Turbidity is the inability of light to travel through water. Turbidity makes water cloudy and aesthetically unpleasant. In the case of UV, levels over 1 NTU can shield microorganisms from the UV energy, making the process ineffective.

Suspended Solids need to be reduced to a maximum of 5 microns. Larger solids have potential of harboring or encompassing the microorganisms and preventing the necessary UV exposure. Pre-filtration is a must on all UV applications.

General Installations

Once the aforementioned problems have been solved and you are convinced the water quality has been established to promote UV disinfection, you should find a location to mount the system that offers easy access for service. You will need to have access to the prefilter, to the UV chamber for annual lamp changes (provided you're using a hard glass lamp), and regular maintenance on the quartz sleeve. The quality of the water will determine maintenance time schedule of the quartz sleeve. You will want to locate an electrical outlet. Note: using an UV system and a pump on the same electrical line may cause problems with and shorten the life of the UV lamp and ballast.

Types of UV Lamps

UV lamps are constructed from two types of quartz glass: a soft glass and a hard glass. Both are used in disinfection of water, however usable life of each type of glass varies. Soft glass lamps have usable life of 2,000 hours and are found in small noncritical devices such as fish aquariums, air purifications and small countertop systems. Hard glass lamps have a usable life of 9,000 hours and are found in higher flow and higher output applications.

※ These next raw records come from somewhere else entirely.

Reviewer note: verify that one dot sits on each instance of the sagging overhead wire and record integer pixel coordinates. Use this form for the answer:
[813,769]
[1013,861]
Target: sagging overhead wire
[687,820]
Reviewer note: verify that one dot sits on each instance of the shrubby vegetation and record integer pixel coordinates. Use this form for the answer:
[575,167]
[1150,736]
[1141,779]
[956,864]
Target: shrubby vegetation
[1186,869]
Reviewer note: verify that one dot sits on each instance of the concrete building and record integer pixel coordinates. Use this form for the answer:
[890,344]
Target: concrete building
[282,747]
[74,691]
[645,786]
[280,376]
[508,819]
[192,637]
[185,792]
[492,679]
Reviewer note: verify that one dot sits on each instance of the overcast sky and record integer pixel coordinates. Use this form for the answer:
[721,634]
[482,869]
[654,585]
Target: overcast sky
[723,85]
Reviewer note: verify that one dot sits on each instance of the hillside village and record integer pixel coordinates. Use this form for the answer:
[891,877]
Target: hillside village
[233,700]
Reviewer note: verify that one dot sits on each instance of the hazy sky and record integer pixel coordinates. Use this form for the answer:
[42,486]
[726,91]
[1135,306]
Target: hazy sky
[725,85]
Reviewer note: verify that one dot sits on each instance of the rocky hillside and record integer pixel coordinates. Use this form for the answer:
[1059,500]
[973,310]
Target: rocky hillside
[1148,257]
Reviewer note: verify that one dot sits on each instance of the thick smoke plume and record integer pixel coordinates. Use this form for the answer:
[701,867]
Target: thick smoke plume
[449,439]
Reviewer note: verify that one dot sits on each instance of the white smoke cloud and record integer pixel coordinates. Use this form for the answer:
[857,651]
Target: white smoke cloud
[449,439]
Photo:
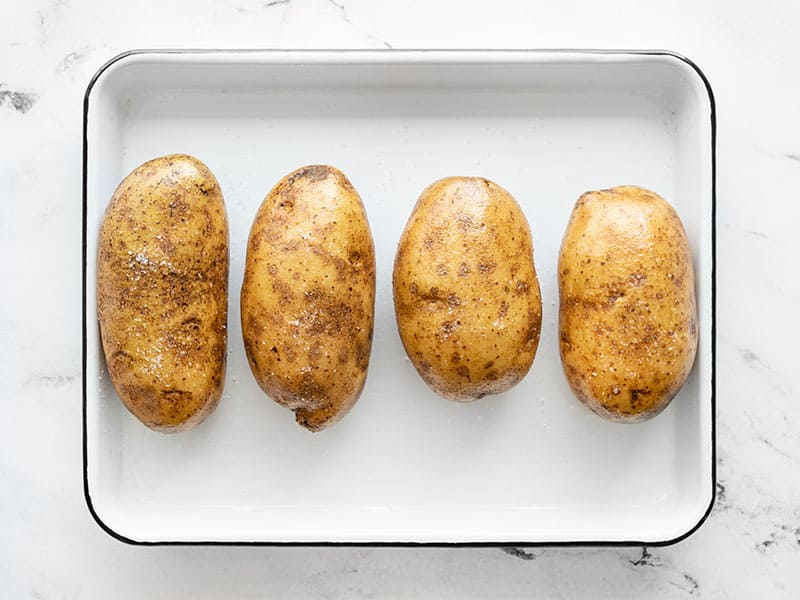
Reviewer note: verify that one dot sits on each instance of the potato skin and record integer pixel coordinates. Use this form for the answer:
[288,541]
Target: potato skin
[627,311]
[308,295]
[162,289]
[466,296]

The difference between the two types of lamps is quality of the glass used in their construction. A germicidal lamp is constructed of quartz glass, argon gas, mercury and the filaments used to ignite the mixture. When a lamp is lit and has achieved its ideal operating temperature of 104 degrees F, the mercury changes from its solid state into a gaseous state. While the lamp is in this operating state it imparts particles into the pores of the glass. This process is referred to as solarization. Solarization takes place in the hard glass lamp in about 9,000 hours due to its smooth and less porous surface (that's four-and-a-half times longer than a soft glass lamp). UV lamps may burn for many years, however solarization of the lamp will determine the UV energy output.


Dosage is the most critical function of UV disinfection. It is the combination of the lamp intensity and the dwell time that makes up dosage. The equation is: Intensity x Exposure = Dosage. This is important to know when sizing equipment. Each manufacturer uses a different standard for sizing its equipment, but it comes down to this equation. For example, if your manufacturer values its equipment with a flow rate of 10 gpm at a dosage of 16,000 microwatt second per squared centimeter and you are working with an application that requires 32,000 mws/cm2, you would cut the flow rate in half to achieve the new UV dosage. Dosage is another reason to consider the difference between the higher output of a hard glass lamp verses a soft glass lamp.

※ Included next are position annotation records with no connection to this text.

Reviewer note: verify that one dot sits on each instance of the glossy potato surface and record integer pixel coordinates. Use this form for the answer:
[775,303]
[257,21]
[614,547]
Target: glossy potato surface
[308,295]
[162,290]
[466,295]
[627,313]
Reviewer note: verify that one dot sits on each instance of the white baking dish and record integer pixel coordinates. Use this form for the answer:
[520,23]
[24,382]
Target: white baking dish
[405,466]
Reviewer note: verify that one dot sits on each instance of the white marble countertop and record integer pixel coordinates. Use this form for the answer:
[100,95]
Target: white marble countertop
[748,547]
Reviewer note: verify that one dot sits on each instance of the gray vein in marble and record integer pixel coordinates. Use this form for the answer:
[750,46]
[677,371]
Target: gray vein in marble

The purpose of the quartz sleeve is to help the lamp maintain its ideal operating temperature. It also is to isolate the lamp from the water. For the maximum UV transmission of energy, the quartz sleeve needs to be constructed of the same high-quality materials as the lamp. The quartz sleeve should be wiped down every three to six months which is contingent upon quality of the water you are dealing with. It is recommended every UV application is inspected after three months time. This will give you an opportunity to monitor the effect the water chemistry is having on the quartz sleeve, and your maintenance schedule time frame can be modified from there. The sleeve should be wiped down with a soapy solution each time it is inspected. If there is a residue left you may need to use a non-abrasive cleaner that is formulated to remove iron and scale buildup. An abrasive cleaner could scratch the sleeve and make it unusable.

Applications for UV Disinfect ion

Applications include well applications point-of-entry; point-of-use; post mix vending machines; pharmaceuticals; cooling towers; boats and RV's; pre-and post-reverse osmosis; fish hatcheries; aquaculture; bottled water cabins; laboratories; hospitals; spas; boiler feed water; water softeners; and others.